Evaluating Prompt-based Question Answering for Object Prediction in the Open Research Knowledge Graph

Jennifer D'Souza, Moussab Hrou, Sören AUER

There have been many recent investigations into prompt-based training of transformer language models for new text genres in low-resource settings. The prompt-based training approach has been found to be effective in generalizing pre-trained or fine-tuned models for transfer to resource-scarce settings. This work, for the first time, reports results on adopting prompt-based training of transformers for \textit{scholarly knowledge graph object prediction}. The work is unique in the following two main aspects. 1) It deviates from the other works proposing entity and relation extraction pipelines for predicting objects of a scholarly knowledge graph. 2) While other works have tested the method on text genera relatively close to the general knowledge domain, we test the method for a significantly different domain, i.e. scholarly knowledge, in turn testing the linguistic, probabilistic, and factual generalizability of these large-scale transformer models.
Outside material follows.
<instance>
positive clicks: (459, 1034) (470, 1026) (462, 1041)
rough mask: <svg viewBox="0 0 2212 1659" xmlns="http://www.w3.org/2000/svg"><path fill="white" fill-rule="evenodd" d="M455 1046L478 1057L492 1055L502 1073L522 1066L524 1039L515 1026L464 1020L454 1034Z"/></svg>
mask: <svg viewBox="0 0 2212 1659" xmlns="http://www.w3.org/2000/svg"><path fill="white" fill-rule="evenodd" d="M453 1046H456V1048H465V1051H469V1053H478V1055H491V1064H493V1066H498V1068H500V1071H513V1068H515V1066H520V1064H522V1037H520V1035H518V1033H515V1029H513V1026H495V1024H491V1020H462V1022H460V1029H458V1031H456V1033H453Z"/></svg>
We find that (i) per expectations, transformer models when tested out-of-the-box underperform on a new domain of data, (ii) prompt-based training of the models achieve performance boosts of up to 40\% in a relaxed evaluation setting, and (iii) testing the models on a starkly different domain even with a clever training objective in a low resource setting makes evident the domain knowledge capture gap offering an empirically-verified incentive for investing more attention and resources to the scholarly domain in the context of transformer models.